While tossing around ideas for the BA army I'm building, I had created a build that had given each of my Assault Squad Sergeants a hand flamer for the sake of having a template weapon.

...then I switched HQ choices from a Librarian to Astorath the Grim and my Sanguinary Guard to Death Company and suddenly had much less points to play around with. Are hand flamers and their fairly weak attack really worth the 10 points that they cost? Doing the combat calculator and given an idea situation (1 hand flamer hitting 10 models in an opposing Toughness 4 Armour Save 3+) the weapon will wound an average of 1.111 model... out of ten. Which is better than the chances if he had but a bolt pistol, but I'm not really banking on the shooting phase anyway since I'll be going straight into assault.

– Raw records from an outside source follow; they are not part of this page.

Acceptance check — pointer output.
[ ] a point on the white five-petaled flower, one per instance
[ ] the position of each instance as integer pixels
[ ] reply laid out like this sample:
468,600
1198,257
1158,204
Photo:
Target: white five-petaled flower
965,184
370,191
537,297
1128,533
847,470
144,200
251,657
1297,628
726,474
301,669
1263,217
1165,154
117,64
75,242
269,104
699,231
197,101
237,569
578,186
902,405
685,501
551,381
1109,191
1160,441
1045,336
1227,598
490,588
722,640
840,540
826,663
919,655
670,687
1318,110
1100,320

Hopefully that makes sense, it was a bit of a 'stream-of consciousness' post. But yeah, bottom line up front, are Hand Flamers worth getting?


----------



## KingOfCheese (Jan 4, 2010)

Personally i really don't see the point in them.

The only thing they are any good against are T3 6+ units (gaunts etc).
Even if your hitting half a dozen Ork Boyz under the template, you are still only taking out 2 on average.

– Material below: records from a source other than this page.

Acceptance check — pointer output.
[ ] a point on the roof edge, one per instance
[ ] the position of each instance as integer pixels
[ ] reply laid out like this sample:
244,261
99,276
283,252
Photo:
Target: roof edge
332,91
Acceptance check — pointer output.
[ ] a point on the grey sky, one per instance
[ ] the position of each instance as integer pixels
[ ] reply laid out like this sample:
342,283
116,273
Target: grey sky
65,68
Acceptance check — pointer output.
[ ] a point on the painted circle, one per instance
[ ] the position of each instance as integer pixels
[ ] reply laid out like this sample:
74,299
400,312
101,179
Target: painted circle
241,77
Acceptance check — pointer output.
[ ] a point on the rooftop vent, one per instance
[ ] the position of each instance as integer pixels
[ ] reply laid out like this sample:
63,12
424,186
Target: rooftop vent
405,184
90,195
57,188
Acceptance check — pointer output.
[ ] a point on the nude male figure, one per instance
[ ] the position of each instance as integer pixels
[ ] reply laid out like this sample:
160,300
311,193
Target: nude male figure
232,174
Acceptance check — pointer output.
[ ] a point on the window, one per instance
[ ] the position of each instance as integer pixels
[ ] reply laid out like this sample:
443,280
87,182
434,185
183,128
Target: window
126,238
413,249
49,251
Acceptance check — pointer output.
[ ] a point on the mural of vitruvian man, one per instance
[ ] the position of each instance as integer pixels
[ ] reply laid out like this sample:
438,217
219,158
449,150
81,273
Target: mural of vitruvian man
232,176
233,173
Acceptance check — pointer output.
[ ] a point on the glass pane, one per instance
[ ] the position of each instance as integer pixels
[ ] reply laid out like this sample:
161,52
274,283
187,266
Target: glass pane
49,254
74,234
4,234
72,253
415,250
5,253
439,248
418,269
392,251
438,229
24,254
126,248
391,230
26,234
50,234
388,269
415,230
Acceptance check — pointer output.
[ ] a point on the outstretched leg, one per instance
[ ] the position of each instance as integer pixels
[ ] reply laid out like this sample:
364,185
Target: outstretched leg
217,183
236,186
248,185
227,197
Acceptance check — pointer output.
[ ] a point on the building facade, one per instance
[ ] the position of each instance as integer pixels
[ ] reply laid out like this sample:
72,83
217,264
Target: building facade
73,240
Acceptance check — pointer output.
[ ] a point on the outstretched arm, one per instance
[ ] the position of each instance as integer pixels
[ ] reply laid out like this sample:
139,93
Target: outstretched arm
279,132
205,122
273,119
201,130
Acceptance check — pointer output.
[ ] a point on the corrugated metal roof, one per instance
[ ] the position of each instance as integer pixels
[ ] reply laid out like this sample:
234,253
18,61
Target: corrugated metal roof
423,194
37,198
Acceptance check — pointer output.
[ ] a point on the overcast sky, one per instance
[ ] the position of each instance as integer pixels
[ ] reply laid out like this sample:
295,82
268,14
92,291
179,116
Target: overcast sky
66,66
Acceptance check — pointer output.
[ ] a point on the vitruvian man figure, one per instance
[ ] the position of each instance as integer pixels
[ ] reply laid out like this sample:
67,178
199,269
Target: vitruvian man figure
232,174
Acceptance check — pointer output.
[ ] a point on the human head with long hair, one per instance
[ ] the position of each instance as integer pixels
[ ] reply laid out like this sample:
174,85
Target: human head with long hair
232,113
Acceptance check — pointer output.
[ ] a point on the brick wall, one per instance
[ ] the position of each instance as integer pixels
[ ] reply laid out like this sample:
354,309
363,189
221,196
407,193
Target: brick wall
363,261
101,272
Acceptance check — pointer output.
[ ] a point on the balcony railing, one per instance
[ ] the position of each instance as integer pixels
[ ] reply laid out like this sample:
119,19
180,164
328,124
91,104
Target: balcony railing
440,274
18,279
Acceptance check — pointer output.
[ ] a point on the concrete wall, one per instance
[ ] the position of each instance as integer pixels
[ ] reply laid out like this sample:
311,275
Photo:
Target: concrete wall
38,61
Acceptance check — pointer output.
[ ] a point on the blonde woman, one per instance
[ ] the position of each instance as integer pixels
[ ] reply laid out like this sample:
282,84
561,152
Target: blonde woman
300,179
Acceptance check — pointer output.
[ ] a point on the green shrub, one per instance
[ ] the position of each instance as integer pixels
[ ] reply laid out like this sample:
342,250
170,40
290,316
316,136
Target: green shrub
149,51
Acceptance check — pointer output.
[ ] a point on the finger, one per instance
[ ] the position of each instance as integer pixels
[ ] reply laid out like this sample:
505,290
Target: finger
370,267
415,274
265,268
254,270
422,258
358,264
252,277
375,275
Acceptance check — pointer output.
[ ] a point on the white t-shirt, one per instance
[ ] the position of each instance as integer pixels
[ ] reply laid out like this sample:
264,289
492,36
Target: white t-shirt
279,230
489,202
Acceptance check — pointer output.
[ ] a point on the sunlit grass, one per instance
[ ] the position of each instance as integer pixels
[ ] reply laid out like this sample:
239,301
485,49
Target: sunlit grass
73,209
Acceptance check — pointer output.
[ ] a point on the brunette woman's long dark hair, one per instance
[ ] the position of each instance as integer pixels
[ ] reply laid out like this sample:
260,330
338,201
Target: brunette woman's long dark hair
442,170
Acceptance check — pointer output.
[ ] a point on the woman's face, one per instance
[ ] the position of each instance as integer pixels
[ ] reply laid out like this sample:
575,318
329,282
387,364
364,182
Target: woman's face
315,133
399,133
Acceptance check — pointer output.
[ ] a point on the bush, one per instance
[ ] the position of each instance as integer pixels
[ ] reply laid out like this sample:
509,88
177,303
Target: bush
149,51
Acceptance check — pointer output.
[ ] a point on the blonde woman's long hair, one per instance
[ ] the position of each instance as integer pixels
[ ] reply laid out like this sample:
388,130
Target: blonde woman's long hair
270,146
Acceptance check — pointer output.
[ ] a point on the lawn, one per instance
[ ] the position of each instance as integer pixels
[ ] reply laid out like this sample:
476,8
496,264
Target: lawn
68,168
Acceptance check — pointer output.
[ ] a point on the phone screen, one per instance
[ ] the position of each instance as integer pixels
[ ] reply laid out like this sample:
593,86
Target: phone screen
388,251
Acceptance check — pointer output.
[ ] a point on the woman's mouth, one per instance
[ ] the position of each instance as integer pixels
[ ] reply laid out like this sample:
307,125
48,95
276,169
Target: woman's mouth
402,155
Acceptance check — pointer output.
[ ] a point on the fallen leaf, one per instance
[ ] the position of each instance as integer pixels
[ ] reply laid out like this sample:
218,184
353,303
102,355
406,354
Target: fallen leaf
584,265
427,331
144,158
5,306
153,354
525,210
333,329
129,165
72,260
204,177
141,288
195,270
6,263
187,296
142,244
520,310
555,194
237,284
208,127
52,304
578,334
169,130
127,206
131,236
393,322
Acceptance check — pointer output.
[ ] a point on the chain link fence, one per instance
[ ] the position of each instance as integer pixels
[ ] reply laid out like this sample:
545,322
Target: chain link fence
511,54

10 points that are better spent elsewhere.


----------



## Boc (Mar 19, 2010)

That's what I was thinking, especially since pimping out the death company is proving to be quite expensive haha.


----------



## Astorath333 (Sep 27, 2010)

no s3 doesn't work worth anything, I've tried it many times.


----------



## KingOfCheese (Jan 4, 2010)

Astorath333 said:


> no s3 doesn't work worth anything, I've tried it many times.


Obviously somebody who has never been at the receiving end of FRFSRF. :laugh:


----------



## Astorath333 (Sep 27, 2010)

KingOfCheese said:


> Obviously somebody who has never been at the receiving end of FRFSRF. :laugh:


If you mean Tau, then yes I have been on the recieving end.


----------



## KingOfCheese (Jan 4, 2010)

Astorath333 said:


> If you mean Tau, then yes I have been on the recieving end.


*facepalm*

Imperial Guard
FRFSRF = First Rank Fire, Second Rank Fire

Have seen a unit of 5 TH/SS Terminators go down quite easily to S3 Lasguns.


----------



## CursedUNTILLDEATH (Apr 25, 2010)

Go ahead, hate on the str3...just you wait... (cleans las-gun)

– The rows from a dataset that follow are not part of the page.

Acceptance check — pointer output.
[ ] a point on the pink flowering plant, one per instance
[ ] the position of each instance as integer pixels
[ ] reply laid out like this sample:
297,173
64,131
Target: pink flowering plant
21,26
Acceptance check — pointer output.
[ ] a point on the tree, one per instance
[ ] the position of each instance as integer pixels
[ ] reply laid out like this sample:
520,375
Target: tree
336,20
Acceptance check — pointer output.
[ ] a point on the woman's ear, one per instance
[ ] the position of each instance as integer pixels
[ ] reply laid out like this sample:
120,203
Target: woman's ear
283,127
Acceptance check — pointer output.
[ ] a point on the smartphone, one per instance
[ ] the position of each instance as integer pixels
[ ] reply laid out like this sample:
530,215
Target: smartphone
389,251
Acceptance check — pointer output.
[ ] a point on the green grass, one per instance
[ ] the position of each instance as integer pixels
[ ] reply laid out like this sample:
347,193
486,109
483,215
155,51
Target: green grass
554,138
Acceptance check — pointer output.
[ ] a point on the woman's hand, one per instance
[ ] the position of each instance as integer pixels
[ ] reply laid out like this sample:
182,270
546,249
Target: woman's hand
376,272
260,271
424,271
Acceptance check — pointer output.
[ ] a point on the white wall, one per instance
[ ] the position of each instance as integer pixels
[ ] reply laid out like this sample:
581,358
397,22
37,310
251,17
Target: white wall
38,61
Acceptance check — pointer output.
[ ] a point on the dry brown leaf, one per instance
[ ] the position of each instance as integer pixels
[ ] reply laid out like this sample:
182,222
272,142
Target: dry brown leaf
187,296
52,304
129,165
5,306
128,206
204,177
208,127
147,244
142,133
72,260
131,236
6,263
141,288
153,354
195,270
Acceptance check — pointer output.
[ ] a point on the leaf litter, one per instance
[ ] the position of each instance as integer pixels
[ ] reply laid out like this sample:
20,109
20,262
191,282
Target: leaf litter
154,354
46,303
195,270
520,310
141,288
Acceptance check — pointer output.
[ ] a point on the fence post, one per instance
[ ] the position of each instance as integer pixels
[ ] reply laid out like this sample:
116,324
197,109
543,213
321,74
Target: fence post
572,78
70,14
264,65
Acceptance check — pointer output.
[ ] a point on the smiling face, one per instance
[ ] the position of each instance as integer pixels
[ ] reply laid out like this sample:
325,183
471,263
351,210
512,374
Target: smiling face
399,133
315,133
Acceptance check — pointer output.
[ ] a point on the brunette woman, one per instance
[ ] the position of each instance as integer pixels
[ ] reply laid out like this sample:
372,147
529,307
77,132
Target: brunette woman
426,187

hand flamers are only really usefull against nids...guard get thier save, orks wound on +5...5 points maybe, 10 no way.


----------



## Astorath333 (Sep 27, 2010)

Well I don't expect to know much about IG considering there's only one person that has an IG army at my LGS and they RARELY play. I wasn't hating on the lasgun I have unquestioned respect for it, the hand flamer has a much lower volume of firepower, obviously when compared to a Cadian squad. You can't kill much with a hand flamer, hence why it is not worth 10 points.


----------



## Midge913 (Oct 21, 2010)

I have seen it work on tyranid gaunts with some effect but that is about it. For 10 points not the best choice.


----------



## search116 (Aug 9, 2010)

you just might as well take a normal flamer


----------



## CursedUNTILLDEATH (Apr 25, 2010)

Astorath333 said:


> I wasn't hating on the lasgun I have unquestioned respect for it, the hand flamer has a much lower volume of firepower, obviously when compared to a Cadian squad.


Twas a joke mate, twas a joke.


----------



## Mathai (Sep 1, 2010)

Not knowing much about it, I cannot say as to its true effectiveness. But lets not forget the Eldar and Dark Eldar and a couple other armies out there with T3 as a normal thing. But yeah, at ten points I would expect something that can be at least partially effective against every army in some regard.


----------



## Mr.Juggernaught (Nov 16, 2010)

To put it simply then NO hand flamers are the stupidest idea ever. They could barely hurt a few flies (yes I am talking about gaunts) and I am pretty shore that if you aren't versing a hoard army its pretty much useless and if will be pretty uncommon if you hit 10 enemies in 1 shot.. I normally don't bother upgrading my close combat squads to have advanced pistols anyway as they will be hacking not shooting.


----------



## Boc (Mar 19, 2010)

All right, it is decided (primarily because I don't think there are any 'nid players around) I'll be leaving the hand flamers out. Thank you all for your help!


----------